Expected keys, aligned to emitted runtime payloads:

  • runtime_telemetry["interval_dependencies"]: tuple of interval dependency hints

  • runtime_telemetry["interval_source"]: resolved interval plugin source

  • batch.filter_telemetry["filter_enabled"]: filter path was enabled

  • batch.filter_telemetry["filter_skipped"]: fallback reason when filtering is skipped

  • batch.filter_telemetry["filter_error"]: strict-observability error context when configuration fails

STD-005 logger domains (minimum enforcement)

Telemetry and governance routing should use project logger domains rooted at calibrated_explanations.* (ADR-028 / STD-005).
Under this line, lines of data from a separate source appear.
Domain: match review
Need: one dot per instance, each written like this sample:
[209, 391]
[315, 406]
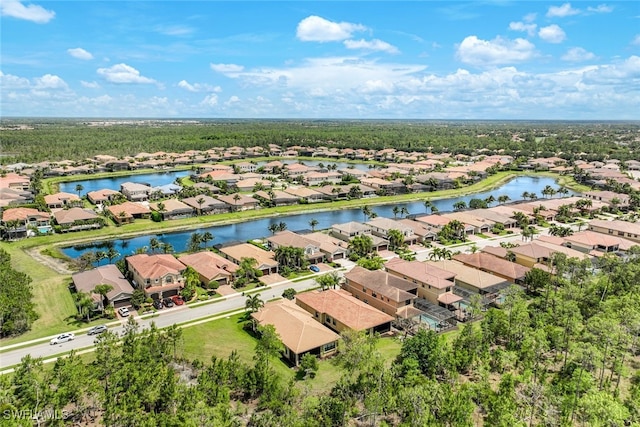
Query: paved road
[166, 317]
[184, 314]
The repository enforces this minimum contract with:

python scripts/quality/check_logging_domains.py \
  --root src/calibrated_explanations \
  --report reports/quality/logging_domain_report.json

The check accepts logging.getLogger(__name__) and explicit calibrated_explanations.<domain>... literals, and fails if non-project logger literals are introduced in library code.

Text and JSON logging examples

For local debugging, route the main library tree to a human-readable formatter:

import logging.config

logging.config.dictConfig({
  "version": 1,
  "formatters": {
    "text": {
      "format": "%(levelname)s %(name)s request_id=%(request_id)s mode=%(mode)s %(message)s",
    },
  },
  "handlers": {
    "stderr": {
      "class": "logging.StreamHandler",
      "formatter": "text",
      "stream": "ext://sys.stderr",
    },
  },
  "loggers": {
    "calibrated_explanations": {
      "handlers": ["stderr"],
      "level": "INFO",
    },
  },
})

When governance teams need a dedicated audit sink, route the governance subtree separately while keeping the rest of the runtime on text logs:

import logging.config

logging.config.dictConfig({
  "version": 1,
  "formatters": {
    "text": {
      "format": "%(levelname)s %(name)s %(message)s",
    },
    "json": {
      "format": "%(message)s",
    },
  },
  "handlers": {
    "runtime": {
      "class": "logging.StreamHandler",
      "formatter": "text",
      "stream": "ext://sys.stderr",
    },
    "governance": {
      "class": "logging.StreamHandler",
      "formatter": "json",
      "stream": "ext://sys.stderr",
    },
  },
  "loggers": {
    "calibrated_explanations": {
      "handlers": ["runtime"],
      "level": "INFO",
    },
    "calibrated_explanations.governance": {
      "handlers": ["governance"],
      "level": "INFO",
      "propagate": False,
    },
  },
})

The second configuration keeps audit-relevant governance.* records isolated without changing the operational logger hierarchy used by the rest of the library.